Era de noche. Las calles exteriores estaban desiertas. Tan sólo algún esporádico y lejano bufido suplía, por momentos, el inconmensurable y devastador silencio de la isla. Encerrado en el laberinto, dejaba deslizar sus pies cansados sobre la superficie de tierra húmeda.
Él. Siempre él.
Confinado al sinuoso errar interminable.
Toda conversación derivaba en su existencia. Siempre su nombre, tácitamente evitado y reemplazado por sugerentes silencios.
Acorralado, deliraba.
Cuando el horizonte dejaba entrever una delicada y prácticamente incorpórea línea de luz, el mito regresaba a la guarida. Un sueño diurno y alerta aletargaba su existencia. Esperaba ansioso la siguiente noche. Nunca le gustó la luz. El sol desnudaba su rareza.
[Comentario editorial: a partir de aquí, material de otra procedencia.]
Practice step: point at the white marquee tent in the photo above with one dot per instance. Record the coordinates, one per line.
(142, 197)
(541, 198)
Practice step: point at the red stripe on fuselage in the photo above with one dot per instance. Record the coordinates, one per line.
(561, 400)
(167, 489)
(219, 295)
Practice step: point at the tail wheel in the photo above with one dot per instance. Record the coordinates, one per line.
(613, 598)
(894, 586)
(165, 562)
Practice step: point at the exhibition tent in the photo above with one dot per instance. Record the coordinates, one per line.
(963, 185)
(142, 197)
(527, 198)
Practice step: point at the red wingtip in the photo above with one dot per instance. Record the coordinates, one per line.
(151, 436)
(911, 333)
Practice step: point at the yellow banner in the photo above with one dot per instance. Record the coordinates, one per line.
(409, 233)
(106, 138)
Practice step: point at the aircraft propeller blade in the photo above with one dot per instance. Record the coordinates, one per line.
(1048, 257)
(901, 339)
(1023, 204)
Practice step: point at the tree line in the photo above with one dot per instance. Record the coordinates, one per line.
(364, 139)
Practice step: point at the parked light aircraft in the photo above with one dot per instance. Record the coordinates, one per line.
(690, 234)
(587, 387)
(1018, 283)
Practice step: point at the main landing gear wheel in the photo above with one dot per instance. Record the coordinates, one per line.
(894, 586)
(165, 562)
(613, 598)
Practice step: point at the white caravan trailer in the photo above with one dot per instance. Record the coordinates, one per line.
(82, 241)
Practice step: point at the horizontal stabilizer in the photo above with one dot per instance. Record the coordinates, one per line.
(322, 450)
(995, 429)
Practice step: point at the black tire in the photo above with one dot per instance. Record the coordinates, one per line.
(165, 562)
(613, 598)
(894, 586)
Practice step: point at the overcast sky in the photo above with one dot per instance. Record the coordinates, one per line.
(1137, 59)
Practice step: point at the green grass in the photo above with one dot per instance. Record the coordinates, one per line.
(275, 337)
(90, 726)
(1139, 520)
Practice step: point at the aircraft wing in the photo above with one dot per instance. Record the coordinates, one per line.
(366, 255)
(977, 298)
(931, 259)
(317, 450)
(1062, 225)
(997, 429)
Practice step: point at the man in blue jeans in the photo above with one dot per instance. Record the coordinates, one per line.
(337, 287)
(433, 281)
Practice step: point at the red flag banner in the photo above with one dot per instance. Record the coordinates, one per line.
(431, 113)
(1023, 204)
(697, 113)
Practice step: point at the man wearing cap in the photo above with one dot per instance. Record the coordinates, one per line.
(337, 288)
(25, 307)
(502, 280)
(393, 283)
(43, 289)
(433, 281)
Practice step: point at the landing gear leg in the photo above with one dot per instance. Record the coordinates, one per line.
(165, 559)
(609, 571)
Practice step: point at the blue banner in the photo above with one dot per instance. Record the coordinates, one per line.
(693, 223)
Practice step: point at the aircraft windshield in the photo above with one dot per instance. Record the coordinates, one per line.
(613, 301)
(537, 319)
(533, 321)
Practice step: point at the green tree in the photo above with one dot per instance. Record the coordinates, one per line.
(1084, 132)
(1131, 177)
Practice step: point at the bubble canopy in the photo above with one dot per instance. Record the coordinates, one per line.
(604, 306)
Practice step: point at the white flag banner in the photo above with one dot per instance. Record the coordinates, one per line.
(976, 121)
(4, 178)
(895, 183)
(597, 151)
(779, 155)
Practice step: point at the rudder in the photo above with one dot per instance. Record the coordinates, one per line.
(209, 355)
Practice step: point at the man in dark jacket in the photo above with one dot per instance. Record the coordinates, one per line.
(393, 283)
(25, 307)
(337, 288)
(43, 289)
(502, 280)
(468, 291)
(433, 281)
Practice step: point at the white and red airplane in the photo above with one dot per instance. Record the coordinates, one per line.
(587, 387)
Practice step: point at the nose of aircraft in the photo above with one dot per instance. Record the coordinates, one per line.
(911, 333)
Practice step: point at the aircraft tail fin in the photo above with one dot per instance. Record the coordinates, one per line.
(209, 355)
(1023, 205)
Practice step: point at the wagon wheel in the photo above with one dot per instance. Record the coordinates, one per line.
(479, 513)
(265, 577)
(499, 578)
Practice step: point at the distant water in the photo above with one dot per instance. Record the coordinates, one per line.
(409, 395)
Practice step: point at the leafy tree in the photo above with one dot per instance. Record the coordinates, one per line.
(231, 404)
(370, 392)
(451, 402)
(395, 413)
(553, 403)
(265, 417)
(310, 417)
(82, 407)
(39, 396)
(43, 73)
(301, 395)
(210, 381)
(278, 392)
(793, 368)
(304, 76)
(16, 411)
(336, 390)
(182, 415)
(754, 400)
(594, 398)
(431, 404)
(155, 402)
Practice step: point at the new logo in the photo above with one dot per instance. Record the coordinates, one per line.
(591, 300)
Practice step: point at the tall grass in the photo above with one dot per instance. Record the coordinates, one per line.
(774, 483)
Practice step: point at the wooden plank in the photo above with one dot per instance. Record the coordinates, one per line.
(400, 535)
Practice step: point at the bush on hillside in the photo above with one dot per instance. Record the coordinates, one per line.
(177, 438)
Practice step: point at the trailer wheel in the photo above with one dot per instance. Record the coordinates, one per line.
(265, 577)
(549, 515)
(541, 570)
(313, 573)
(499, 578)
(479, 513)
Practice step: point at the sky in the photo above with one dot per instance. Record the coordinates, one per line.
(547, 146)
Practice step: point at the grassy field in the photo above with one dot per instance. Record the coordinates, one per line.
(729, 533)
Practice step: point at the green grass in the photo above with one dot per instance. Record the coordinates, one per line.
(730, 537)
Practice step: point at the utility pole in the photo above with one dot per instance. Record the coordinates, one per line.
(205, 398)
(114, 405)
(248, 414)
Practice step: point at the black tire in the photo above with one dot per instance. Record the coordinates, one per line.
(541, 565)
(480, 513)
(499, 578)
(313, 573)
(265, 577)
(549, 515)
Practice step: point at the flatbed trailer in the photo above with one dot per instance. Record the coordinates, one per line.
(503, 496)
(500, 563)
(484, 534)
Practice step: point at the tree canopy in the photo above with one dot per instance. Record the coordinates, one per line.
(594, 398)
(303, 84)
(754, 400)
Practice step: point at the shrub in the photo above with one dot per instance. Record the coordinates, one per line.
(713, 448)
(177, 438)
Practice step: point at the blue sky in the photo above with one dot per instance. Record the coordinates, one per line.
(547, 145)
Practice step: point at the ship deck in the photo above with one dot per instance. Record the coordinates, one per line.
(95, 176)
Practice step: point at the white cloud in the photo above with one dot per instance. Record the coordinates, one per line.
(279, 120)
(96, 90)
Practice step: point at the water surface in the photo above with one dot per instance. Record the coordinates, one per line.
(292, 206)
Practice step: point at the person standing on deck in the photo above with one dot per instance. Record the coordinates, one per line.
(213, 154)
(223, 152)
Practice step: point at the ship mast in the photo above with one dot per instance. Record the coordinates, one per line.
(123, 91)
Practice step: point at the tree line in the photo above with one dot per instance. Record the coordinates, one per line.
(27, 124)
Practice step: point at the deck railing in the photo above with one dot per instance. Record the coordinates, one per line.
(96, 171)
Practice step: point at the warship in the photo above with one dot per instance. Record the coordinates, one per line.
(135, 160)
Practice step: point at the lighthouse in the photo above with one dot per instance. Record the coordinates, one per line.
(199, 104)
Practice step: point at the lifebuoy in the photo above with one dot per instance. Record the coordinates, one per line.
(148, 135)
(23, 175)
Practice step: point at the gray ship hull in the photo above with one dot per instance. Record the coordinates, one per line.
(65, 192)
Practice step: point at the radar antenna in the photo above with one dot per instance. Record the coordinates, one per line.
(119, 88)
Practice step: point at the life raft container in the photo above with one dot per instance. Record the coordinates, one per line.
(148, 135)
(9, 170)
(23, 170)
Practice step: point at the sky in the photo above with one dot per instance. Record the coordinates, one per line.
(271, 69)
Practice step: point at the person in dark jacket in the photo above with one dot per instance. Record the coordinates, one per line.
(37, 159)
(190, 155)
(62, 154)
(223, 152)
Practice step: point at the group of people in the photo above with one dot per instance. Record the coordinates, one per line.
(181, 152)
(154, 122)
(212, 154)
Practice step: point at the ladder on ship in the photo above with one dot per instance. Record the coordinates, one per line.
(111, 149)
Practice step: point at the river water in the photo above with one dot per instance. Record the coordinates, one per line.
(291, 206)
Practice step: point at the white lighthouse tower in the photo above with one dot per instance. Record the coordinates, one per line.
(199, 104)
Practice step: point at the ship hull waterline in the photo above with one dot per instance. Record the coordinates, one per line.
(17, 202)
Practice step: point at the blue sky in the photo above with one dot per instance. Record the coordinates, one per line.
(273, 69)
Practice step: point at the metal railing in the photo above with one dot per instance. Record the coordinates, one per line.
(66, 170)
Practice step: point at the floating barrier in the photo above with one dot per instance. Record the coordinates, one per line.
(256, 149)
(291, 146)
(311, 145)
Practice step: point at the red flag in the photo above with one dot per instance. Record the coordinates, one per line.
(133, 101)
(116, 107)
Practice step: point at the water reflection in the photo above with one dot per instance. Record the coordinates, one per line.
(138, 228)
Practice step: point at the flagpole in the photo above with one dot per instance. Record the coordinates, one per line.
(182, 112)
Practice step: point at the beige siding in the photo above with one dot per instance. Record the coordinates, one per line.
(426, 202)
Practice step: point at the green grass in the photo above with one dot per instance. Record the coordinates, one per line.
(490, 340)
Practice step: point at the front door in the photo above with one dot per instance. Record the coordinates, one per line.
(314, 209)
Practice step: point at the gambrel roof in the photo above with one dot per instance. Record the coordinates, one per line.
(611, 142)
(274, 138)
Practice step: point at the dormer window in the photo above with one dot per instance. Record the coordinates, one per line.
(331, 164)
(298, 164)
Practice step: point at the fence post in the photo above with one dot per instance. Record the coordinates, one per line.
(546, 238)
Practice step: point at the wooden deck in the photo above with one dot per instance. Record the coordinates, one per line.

Esporádicamente, alguien se internaba en sus dominios. En tales circunstancias, no tenía más remedio que dejarlo morir entre las infinitas bifurcaciones que tan sólo él conocía. Nadie se jactaría de haber visto su horripilante figura. Jamás.
La mitad de su apariencia era normal, pero el resto era diferente. Algunos aseguraban haberlo visto caminar erguido. Otros afirmaban que no era posible. Pero todos estaban de acuerdo: su existencia alteraba la armonía del pueblo.
Llegó el día en que decidieron darle muerte, y un macho joven se adentró en la oscuridad del refugio del monstruo.
La historia del hilo y de la hembra es harto conocida.
También es trillado el final del relato.
El animal mató al hombre.
Luego, enrollando el hilo, llegó hasta ella.
Minutos más tarde, ambos comunicaban al pueblo que el último ser humano había sido exterminado del mundo de los minotauros.
2 comentarios:
Original y...¿aterrador? Para ponerse un rato en el lugar del otro. Simplemente, excelente.
Natalia, ¡mil años sin verte! Gracias por pasar un rato.